Never Shall I Forget
NEVER SHALL I FORGET the call, the tone that rang out in the concert hall.
NEVER SHALL I FORGET the lights, that fell and the last note cut through the silence.
NEVER SHALL I FORGET those that blocked the road.
They who would not permit my cousins to leave behind the hell that was unfolding before their innocent eyes.
NEVER SHALL I FORGET the disgust, the distrust, in those that I should be able to seek help from.
NEVER SHALL I FORGET the sly fox sneaking around the court room, spilling lies as smooth as silk.
NEVER SHALL I FORGET the tears of children, confused and scared, asking the night where their daddy has gone.
NEVER SHALL I FORGET the pain and weight of having to be strong for those who were not. All the tears withheld to save the pain from another.
NEVER SHALL I FORGET those red and blue lights, known across the world for freedom, taking away the freedom and life of a young father and family.
NEVER SHALL I FORGET my memory of that March night. Or the birthday passing unnoticed, the next week.
NEVER SHALL I FORGET the horrors that haunt my memory.
NEVER SHALL I FORGET that night....

Dear Future Generations
Reading night was really quite eye opening. I have read the Anne Frank diary, and experienced the thoughts and troubles of a young girl being hidden during these dark times.. I have read The Hiding Place, and felt the unwavering faith of Corrie Ten Boom, hiding Jews in her closet. But Night was different, Night was his experience of a concentration camp and all the horrors he saw there, this was heart wrenching. When I read a book I put myself in their shoes, I feel their pain and anger, I suffer with them, and once I am done with the book, I continue to think about what has happened, and what will happen after.
While researching Henry, I came to see the sickening fact. When someone thinks Holocaust, do they really grasp how many lives were affected? Over 9 million lives. Yet when you say Holocaust 4 names pop into my head, Anne Frank, Hitler, Nazis, and Corrie Ten Boom. Four out of 9 million. One of these Nine Million was Henry Maslowicz, a boy of the young age of 3 who was forced onto the streets, by a bombing of the church he was hidden at, until a Christian woman took him and hid him in her attic above a candy store. Just a small story nothing exponential, no diary found in the rubble, no underground resistance hiding Jews, just the sad story of this young boy.
So from this experience reading and researching Henry, I have come to see that we try to lessen the horrors witnessed during this time by remembering only a few of the victims, the ones that really stood out, when in actuality there are thousands of unmarked graves, millions of ashes scattered across the ground scarring the land. Not just one or two books that have been published. I fell victim to this same state of mind, remembering only the few lives of those who I had studies. Yet each person who died lived a life, each person affect the infinities somehow and in some way. Each person had has worth and each person deserves to be remembered.
Remember those who don’t have a grave, not just those who do.
"Henry Maslowicz." United States Holocaust Memorial Museum.
United States Holocaust Memorial Council, 2014. Web. 08 Mar. 2015.
Henry Maslowicz
Born: December 25, 1940
Home: Weirzbnik- Starchowice, Poland

McKinley Putnam
Period 1
Before Henry was born his father owned a iorn and coal working factory. When the Germans came to occupy Weirzbnik on September 5, 1939, a portion of the Jewish population fled and went into hiding, many stayed. Those included Henry's parents.

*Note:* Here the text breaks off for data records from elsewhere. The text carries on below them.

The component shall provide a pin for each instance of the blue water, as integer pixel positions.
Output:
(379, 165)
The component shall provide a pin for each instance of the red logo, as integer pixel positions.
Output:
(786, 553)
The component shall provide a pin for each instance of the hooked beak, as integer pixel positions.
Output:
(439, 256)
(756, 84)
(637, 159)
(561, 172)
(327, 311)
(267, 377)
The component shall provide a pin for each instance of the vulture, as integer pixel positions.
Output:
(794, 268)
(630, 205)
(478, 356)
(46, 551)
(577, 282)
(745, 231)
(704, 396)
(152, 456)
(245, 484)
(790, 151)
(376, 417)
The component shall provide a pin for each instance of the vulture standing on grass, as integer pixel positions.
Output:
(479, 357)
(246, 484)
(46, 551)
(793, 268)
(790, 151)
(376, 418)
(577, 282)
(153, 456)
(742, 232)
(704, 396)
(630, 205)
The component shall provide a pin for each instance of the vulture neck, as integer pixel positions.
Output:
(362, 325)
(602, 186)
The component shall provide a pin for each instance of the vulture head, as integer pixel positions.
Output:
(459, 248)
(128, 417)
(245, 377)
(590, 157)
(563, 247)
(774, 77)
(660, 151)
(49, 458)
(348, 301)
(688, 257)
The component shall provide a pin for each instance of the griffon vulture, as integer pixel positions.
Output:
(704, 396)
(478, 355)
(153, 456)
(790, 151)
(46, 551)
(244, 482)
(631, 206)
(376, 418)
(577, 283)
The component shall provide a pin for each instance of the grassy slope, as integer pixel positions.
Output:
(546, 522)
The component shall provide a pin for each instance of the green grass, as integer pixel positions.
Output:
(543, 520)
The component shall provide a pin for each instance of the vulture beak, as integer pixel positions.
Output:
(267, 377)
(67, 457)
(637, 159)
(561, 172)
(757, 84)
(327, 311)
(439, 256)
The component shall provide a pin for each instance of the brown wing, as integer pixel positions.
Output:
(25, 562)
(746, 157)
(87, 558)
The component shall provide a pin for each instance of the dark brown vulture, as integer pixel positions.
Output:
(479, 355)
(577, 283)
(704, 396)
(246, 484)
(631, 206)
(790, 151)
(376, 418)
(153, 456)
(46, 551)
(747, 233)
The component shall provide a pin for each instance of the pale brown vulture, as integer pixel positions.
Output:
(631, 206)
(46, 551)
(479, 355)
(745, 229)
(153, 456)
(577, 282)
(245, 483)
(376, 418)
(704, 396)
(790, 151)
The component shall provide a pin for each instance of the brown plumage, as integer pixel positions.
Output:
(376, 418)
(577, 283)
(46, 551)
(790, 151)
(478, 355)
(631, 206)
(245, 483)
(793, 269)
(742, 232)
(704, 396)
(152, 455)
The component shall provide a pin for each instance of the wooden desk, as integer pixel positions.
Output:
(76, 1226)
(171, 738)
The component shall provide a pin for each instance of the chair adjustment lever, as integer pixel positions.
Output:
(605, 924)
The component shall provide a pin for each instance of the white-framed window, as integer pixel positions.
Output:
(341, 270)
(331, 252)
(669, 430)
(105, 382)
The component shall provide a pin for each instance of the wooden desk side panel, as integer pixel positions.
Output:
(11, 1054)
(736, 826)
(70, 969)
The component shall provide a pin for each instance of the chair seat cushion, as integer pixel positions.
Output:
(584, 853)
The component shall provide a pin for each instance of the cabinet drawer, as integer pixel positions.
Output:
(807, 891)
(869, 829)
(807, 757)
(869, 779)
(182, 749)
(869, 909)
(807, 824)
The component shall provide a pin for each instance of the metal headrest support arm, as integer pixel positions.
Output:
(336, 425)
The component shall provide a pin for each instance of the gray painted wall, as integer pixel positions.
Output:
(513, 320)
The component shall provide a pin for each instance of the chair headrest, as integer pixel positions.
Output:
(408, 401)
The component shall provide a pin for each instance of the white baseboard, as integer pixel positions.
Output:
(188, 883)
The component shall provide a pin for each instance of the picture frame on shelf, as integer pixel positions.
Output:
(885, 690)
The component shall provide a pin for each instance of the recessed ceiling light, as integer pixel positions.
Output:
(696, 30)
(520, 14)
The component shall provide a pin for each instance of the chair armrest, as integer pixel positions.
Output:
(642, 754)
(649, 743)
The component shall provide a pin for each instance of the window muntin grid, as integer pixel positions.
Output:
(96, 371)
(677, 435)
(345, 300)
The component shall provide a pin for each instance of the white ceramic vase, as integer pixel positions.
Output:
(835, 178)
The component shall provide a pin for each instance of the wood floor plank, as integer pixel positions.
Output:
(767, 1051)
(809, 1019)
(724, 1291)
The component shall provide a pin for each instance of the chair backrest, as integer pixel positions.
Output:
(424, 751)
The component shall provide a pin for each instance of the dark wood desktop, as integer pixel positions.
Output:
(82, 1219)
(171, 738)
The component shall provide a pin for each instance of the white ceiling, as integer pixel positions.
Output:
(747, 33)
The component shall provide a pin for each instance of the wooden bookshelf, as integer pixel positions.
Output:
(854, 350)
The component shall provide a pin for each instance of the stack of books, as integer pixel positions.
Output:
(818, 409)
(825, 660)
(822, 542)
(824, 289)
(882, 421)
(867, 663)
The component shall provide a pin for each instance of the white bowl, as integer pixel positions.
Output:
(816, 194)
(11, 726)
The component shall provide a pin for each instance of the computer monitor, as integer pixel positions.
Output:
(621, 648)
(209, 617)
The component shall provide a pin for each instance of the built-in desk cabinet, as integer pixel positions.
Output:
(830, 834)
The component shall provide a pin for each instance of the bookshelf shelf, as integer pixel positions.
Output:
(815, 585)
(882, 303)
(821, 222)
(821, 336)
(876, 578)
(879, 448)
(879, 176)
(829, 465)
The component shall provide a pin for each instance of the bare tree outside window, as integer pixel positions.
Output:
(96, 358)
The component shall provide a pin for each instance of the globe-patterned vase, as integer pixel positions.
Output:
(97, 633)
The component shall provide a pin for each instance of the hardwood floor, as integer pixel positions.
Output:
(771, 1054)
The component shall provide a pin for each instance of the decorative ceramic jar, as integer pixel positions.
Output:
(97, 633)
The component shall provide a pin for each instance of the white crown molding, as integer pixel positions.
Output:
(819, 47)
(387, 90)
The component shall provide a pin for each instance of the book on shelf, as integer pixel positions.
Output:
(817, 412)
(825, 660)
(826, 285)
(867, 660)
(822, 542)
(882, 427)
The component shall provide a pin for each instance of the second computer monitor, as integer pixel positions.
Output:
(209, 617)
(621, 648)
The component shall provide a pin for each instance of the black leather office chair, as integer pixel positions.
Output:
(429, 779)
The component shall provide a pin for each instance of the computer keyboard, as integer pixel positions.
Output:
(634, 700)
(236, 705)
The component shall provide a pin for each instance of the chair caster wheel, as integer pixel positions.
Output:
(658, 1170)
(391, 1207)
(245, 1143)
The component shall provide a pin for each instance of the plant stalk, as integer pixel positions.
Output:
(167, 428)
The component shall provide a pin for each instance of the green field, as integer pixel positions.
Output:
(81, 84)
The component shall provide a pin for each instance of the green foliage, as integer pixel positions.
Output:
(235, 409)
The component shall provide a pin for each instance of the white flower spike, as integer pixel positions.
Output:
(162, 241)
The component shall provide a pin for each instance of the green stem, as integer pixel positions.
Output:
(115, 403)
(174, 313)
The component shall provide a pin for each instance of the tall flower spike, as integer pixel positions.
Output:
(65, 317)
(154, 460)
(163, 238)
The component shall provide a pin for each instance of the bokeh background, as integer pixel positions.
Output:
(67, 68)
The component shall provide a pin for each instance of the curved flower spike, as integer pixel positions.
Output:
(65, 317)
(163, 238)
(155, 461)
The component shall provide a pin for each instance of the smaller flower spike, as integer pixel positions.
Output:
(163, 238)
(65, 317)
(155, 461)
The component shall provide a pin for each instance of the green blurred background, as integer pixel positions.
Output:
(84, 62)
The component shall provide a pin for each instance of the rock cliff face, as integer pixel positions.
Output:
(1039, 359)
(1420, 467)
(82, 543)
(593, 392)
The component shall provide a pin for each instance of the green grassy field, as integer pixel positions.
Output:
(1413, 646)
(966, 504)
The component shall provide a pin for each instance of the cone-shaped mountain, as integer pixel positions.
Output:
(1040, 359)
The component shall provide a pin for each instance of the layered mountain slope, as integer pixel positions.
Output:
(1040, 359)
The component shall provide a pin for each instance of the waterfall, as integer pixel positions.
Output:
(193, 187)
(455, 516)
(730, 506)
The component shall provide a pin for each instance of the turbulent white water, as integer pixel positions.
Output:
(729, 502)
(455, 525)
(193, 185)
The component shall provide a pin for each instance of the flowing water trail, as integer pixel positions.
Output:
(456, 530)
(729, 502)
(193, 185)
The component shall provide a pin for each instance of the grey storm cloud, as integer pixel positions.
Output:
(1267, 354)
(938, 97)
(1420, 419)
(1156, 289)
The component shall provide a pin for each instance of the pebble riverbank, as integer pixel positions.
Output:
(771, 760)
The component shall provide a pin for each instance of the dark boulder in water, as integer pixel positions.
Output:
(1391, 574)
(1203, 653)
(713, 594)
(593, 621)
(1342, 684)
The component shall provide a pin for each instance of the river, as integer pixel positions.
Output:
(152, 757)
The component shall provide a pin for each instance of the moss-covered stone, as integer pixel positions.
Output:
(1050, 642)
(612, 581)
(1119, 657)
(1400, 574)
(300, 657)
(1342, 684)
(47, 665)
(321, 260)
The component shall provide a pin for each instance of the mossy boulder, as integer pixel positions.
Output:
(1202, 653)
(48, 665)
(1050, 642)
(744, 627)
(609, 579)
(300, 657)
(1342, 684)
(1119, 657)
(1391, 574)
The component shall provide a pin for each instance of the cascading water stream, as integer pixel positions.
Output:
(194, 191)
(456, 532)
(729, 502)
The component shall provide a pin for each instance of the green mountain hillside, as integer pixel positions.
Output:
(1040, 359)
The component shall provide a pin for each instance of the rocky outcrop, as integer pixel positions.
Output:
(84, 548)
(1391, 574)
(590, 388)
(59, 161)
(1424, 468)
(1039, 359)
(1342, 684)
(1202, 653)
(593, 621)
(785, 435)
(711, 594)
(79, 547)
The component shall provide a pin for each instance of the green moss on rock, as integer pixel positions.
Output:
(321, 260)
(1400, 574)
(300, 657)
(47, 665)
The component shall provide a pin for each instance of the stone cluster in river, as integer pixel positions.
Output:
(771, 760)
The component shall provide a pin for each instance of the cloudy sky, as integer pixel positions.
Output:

The ghetto was established in May 1940, 2 years Henry's father came to find out that the ghetto was being evacuated, and arranged for young Henry to be hidden in the Catholic Covenant. At age 3 the parish was bombed and young Henry was put out on the street, he taken in by a christian women who hid him in an attic above a candy store.

8 years later a social worker discovered him and he was reunited with his father in Isreal.
NEVER SHALL I FORGET the morning, the exact moment I saw him.
The steps he took to the bench, his slight shuffle through the gym.
NEVER SHALL I FORGET the rush of emotion.
NEVER SHALL I FORGET the moment I realized that it was finally over.
NEVER SHALL I FORGET running through the gym and leaping into his embrace.
The tears that came as he held me.
NEVER SHALL I FORGET that morning.
The morning he came home. The other day will always stay, and be a shadow in my mind. A scar that I will live with for the rest of my life.
NEVER SHALL I FORGET the night, and the darkness it brought.
NEVER SHALL I FORGET the morning with its sun bringing hope, and chasing away the dark.
I WILL NEVER FORGET the morning my uncle came home.
Never Shall We Forget Young Henry Maslowicz
When you see a Candy Shoppe, what comes to mind? The sweet aromas that filled your childhood, a grandparent sneaking you in to grab a snack while your parents where away. For most people a candy shop is a place filled with happy memories, most children remember bright colors and laughter. All except one.
Henry Maslowicz was born December 25, 1940. In the small town of Wierzbnik- Starachowice, Poland. His family had a legacy of over 150 years there, owning and running an iron and coal factory. The Jewish community held good relations with the neighboring Polish communities for many years. Until the mid- 1930’s, the polish government fell under influence of Hitler’s persuasion, encouraging, but not forcing, the boycott of Jewish goods, and businesses. Henry’s family was put out of business.
The year before Henry was born, the Germans came to occupy Wierzbnik- Starachowice. Most of the Jewish population did not fully understand the terror and horror that came that day and remained in Poland, while others fled to the countryside to escape the persecution. The ghetto was established in May of 1940, 8 months later Henry was brought into this world. In 1942 Henry's father was warned that the ghetto was to be emptied and the Jews transferred to concentration camps, he immediately begin to make plans for Henry, now two, to be hidden in a Catholic Convent. Thought to be in good hands and protected his father left, at peace, thinking he had saved his son, little did he know that little over a year later the convent was bombed. And Henry put out onto the streets. He was three.
A woman found Henry and hid him in her attic above a candy store she owned. He never saw anyone but this woman for the time he spent in the attic, she fed him and taught him the sign of the cross, and told him that it would watch over him. He could not comprehend who he was or why he was in the closet. A year later a Jewish Social worker discovered him and transferred him to Israel, where eight years later he was reunited with his father.
This young boy was put through so much at such a young age. Taken, and hidden from the Germans, just to be thrown out on the street when the church was bombed. Then to be hidden above such a “sweet” place. No child deserves that. No one who went through the holocaust deserves that. Look at it like this there are few specific names remembered from the holocaust, Anne Frank, Corrie Ten Boom, Hitler, and a few others, but there are so many who go unnoticed, like this young boy in an attic above a candy shop. He didn’t do anything notable, he didn’t write a diary that was published he was hardly old enough to comprehend what was happening. All I ask is that you remember him, that every time you see a candy store and think of all the happy memories you have there, that you spend a moment and remember Henry, and give him a quick thought.
Take the time to remember those who don’t have a grave.